So it's off to the island on a missions trip with the kids. Super excited. VBS. Camping, youth camp. Oh what fun it is to ride in a big white chevrolet. Try saying that word phonetically. Chev-ro-let. Funny.

I just thought I'd drop a line (cool saying huh) because it's nice to drop lines. Drop lines, not anchors. Not that I mean anything by that, but it could. In some big pep talk it could really go over nicely.

I think about "church" a lot. Someone asked me today, "Are you still going to the same church? How's that going for you?" (welcome to my blog - you the asker of my question. It's a good one. ) It's kind of funny. Some people love attending "church." Some people refuse. Some people were hurt by "the church" and now hate God. Some people go to "church" and criticize it. Some people go and don't think about it. Others run churches and don't think about it. Some run em and think about it.

but then I was just sitting this week and God said to me, "When you say, hear, read, think the word 'church' I want you to think of people." Imagine if we all did that. I've been starting to. So instead of thinking of this building that me and a bunch of people go to on a weekly basis and say hi, or don't say hi, and sing or hang out in the back, or whatever we do, think of people. I wonder when church became about a place instead of a people. I understand the need for organizing people when groups get big. That's fine. Logical. But it seems like we no longer organize out of necessity, we organize as a way of life: "i'm going to start a church" means I'm going go to this place and rent, build or buy a building and have services. How can you start a church? You are the church. What if we thought that way. maybe it's not a metaphor. Maybe we literally are the church. And ok, I don't mean maybe. We are the church. If we aren't, nothing is. I'm a temple. Not even a metaphor either.

Anyway. it's easy to be mad at the nebulous .."church" but how about getting honest and saying "these five people hurt me and I'm going to go back to them and deal with it." I never saw a building hurt anyone (except for the time I didn't see the curb they had just installed in a parking lot of the fabric store at the end of my street so I rode my bike right in to it and slammed into the nearby brick wall, scarring my right elbow severely). I think people hurt people. People hurt people. And so much of it is a misunderstanding. So much so that I want to go crazy. Given the proper timing and the presence of the Holy Spirit and his revelation, I think we could talk through so many of those misunderstandings. Ah but it takes so much effort and it's such a risk and what if they don't want to or what if they don't like me or what if they fake it and gossip behind my back while I go away thinking I did something good for once.. what if...

Well, i guess then you'd know where things stood.

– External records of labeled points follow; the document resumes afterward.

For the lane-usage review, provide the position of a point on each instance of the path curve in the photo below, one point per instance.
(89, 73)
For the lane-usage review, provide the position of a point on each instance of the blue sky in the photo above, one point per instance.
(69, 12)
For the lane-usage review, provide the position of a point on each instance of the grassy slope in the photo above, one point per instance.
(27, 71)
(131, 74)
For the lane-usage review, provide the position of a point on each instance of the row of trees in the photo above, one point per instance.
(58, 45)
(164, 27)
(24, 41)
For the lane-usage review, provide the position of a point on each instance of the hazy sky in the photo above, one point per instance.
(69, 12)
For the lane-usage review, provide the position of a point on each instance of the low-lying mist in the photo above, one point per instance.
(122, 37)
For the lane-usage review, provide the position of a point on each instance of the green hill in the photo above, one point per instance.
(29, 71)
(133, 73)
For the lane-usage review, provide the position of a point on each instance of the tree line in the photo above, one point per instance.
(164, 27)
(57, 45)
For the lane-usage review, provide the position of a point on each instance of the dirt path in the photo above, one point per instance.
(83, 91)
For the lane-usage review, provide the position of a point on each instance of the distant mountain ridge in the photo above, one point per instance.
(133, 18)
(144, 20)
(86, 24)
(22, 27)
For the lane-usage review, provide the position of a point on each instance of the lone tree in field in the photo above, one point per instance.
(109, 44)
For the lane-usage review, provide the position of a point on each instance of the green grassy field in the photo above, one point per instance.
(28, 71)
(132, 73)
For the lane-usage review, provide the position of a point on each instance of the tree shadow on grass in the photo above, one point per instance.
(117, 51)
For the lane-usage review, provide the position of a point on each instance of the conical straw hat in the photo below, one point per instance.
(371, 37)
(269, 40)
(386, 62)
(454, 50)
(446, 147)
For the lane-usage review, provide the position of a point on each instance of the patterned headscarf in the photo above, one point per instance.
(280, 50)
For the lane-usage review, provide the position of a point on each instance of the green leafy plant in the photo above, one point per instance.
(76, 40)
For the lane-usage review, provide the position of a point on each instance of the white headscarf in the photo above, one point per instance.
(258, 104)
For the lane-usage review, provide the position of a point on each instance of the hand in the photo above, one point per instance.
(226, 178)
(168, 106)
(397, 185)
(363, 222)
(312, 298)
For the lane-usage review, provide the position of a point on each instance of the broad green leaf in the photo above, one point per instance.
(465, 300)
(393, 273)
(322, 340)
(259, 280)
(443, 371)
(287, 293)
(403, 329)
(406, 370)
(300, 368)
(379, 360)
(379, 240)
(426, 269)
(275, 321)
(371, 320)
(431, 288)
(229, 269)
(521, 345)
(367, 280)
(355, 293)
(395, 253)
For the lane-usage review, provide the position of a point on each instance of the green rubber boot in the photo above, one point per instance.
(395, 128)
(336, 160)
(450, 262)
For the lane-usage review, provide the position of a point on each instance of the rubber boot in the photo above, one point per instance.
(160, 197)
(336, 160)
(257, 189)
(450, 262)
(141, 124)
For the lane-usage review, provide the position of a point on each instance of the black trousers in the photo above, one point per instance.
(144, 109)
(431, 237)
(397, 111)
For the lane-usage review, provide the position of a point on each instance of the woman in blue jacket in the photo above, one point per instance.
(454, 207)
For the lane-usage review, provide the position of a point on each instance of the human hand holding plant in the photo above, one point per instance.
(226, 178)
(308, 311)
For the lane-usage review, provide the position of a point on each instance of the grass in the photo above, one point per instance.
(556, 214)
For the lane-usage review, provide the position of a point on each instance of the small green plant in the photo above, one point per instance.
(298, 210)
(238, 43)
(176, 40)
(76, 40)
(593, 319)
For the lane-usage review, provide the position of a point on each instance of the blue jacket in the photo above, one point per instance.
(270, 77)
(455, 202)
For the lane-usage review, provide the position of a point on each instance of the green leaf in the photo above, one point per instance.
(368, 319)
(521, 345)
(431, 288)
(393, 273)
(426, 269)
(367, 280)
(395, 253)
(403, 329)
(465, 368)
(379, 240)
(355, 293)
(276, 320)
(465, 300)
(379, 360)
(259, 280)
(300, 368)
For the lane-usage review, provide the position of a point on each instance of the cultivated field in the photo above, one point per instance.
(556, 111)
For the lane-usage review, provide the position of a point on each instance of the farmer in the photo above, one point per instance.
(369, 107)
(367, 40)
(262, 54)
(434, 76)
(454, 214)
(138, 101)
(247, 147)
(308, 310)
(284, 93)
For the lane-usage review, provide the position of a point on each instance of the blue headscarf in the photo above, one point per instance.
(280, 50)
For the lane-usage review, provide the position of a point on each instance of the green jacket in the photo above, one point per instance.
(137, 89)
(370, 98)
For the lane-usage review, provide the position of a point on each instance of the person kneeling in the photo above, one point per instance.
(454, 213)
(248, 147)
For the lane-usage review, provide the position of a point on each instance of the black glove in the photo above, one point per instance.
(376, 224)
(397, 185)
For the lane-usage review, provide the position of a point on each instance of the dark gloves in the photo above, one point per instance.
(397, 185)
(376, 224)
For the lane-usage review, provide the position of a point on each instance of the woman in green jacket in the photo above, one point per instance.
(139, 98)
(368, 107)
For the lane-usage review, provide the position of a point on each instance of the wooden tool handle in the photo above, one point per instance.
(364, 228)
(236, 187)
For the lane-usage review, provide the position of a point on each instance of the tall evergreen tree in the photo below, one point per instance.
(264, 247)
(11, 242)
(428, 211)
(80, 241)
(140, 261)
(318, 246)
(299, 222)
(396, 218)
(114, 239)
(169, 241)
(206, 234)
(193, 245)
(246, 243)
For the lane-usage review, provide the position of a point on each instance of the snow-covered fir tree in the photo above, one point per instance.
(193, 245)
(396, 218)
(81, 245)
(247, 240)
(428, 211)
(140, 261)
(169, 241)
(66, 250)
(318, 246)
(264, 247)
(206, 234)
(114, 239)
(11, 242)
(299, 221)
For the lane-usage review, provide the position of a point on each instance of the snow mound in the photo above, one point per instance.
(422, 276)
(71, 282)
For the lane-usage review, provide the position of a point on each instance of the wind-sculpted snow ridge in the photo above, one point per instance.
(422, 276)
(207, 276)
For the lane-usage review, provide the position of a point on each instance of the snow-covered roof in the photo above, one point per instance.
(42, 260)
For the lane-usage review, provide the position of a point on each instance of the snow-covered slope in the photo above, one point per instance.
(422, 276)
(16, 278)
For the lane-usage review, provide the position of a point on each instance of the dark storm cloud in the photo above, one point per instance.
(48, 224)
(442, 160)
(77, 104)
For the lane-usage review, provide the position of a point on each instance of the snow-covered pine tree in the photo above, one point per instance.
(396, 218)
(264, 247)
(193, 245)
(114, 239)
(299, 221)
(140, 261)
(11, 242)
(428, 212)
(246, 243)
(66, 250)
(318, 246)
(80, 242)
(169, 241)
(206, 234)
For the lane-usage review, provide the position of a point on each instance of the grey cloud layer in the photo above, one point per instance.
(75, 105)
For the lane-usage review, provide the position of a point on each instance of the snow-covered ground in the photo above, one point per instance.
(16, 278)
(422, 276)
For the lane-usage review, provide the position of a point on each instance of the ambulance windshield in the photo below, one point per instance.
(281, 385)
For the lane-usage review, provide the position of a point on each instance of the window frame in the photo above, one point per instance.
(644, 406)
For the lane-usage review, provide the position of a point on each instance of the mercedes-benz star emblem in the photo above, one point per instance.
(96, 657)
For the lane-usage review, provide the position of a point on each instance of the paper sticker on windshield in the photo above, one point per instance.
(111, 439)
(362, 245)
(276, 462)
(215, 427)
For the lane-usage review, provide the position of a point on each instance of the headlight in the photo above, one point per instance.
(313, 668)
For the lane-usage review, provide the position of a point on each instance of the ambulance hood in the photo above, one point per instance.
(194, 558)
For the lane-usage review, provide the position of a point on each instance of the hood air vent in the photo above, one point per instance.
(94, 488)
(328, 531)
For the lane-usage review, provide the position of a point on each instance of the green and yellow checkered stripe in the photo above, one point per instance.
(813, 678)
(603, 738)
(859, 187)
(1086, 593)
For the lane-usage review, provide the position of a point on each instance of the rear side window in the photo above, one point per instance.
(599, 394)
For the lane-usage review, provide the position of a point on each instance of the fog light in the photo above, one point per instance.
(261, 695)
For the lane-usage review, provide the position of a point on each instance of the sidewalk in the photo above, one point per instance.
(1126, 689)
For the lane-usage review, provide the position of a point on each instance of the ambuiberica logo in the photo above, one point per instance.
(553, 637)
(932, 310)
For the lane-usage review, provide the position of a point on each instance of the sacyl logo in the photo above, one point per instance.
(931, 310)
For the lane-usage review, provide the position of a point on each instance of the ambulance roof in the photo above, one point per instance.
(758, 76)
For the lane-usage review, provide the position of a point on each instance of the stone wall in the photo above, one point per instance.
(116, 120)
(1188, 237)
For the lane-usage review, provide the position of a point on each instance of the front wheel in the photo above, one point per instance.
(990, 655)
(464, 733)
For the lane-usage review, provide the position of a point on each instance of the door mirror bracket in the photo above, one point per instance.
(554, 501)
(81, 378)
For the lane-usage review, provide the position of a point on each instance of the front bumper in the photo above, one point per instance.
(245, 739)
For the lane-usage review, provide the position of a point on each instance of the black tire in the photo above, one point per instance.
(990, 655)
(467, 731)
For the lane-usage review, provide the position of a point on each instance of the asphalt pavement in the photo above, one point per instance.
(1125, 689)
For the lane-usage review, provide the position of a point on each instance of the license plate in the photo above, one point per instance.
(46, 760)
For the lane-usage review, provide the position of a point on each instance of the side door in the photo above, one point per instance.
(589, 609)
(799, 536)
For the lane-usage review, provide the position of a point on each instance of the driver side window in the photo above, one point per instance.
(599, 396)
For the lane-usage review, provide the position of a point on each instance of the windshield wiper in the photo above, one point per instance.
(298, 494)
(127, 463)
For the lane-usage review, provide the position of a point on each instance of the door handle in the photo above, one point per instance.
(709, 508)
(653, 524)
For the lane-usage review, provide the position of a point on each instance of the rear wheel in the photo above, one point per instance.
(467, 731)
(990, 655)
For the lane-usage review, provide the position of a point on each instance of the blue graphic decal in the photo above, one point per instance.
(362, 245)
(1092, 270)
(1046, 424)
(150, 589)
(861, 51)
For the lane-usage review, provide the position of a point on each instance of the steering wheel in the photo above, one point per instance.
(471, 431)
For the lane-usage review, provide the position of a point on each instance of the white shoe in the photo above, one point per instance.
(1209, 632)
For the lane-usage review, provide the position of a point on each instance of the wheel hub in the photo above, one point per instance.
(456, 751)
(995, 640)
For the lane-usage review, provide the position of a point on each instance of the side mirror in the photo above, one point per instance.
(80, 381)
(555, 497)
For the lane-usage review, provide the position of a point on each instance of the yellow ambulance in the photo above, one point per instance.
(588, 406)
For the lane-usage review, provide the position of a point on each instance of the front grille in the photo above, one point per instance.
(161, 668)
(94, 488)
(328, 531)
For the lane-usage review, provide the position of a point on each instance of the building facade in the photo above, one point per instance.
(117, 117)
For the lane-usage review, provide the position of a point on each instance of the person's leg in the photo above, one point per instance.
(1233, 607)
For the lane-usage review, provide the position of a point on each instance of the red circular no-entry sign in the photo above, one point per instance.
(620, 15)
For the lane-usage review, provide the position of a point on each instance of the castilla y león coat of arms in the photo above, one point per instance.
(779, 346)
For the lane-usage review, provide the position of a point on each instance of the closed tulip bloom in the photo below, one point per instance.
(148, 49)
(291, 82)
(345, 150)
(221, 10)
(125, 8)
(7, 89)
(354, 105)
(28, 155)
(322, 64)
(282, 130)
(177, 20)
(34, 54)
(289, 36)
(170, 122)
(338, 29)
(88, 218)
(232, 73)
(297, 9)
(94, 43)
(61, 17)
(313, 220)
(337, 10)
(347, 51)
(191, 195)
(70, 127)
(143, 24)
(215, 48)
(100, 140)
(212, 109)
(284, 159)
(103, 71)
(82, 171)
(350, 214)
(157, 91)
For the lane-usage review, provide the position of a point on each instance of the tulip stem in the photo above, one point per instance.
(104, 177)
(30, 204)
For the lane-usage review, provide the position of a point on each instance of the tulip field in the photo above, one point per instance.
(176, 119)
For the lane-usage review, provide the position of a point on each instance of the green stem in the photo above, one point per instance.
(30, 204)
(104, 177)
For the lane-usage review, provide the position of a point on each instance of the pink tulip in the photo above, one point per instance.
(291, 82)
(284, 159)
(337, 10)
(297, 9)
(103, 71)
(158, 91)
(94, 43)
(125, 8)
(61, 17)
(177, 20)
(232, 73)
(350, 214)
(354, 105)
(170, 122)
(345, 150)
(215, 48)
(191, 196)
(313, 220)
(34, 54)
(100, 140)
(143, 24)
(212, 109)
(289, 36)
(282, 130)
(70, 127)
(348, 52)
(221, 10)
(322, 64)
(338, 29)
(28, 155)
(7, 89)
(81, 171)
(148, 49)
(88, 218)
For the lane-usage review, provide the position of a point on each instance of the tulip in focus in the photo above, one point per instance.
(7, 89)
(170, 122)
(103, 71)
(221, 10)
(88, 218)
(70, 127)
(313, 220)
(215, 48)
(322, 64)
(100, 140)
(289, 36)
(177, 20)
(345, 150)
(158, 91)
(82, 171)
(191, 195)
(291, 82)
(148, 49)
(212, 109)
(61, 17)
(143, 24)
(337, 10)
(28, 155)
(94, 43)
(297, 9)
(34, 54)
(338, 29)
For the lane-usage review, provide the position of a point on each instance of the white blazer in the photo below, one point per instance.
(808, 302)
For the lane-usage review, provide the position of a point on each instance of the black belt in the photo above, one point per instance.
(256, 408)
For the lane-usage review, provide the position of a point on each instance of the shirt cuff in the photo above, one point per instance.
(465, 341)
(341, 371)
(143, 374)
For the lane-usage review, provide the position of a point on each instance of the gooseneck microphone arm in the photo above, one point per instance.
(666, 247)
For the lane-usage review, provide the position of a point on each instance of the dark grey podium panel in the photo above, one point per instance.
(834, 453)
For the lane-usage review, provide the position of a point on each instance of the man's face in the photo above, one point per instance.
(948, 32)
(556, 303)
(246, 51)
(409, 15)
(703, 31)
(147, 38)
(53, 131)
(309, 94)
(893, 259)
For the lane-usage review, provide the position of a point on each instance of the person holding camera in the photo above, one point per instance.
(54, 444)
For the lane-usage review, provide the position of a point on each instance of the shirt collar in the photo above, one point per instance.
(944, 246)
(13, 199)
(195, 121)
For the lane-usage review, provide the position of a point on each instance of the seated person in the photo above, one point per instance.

No confusion.

There's a fly buzzing furiously around my room. It sounds like a big one. Reminds me of that story I had to read in high school about the guy who was dying and how loud the buzz of the fly was. I bet I'm even wrong about the story and the guy and it was probably a poem.. Yes I am almost sure of it now. I wonder how many, like me, are waiting for life to change, as if it's a bus that comes and we just get on... but it's not like that.

So "how am I doing with that?" - church I mean. Well, how am I doing with the fact that i'm human and that beings like me populate the earth. How am I doing with the reality that I'm not perfect and that I cause people pain, and that I'm selfish and self centered, egotistical and bordering on mean? People. We'll never escape (on earth) that this is what we are. So, I guess it's a beautiful opportunity to humble myself honestly and continue on where I left off... which was being human and working through it with myself and others.

The fly just attacked me. Straight for my face. What, does it think my eyeballs are it's windows to freedom? Why can't they see doors? Then why do they just fly toward the ceiling, hitting it time and time again? Can't they "smell" their way outside?

Comments

sue baby said…
Good piece. i enjoy reading your stuff and thoughts. You shoud write a book. (hehe..!) Seriously though you should. If God says so that is.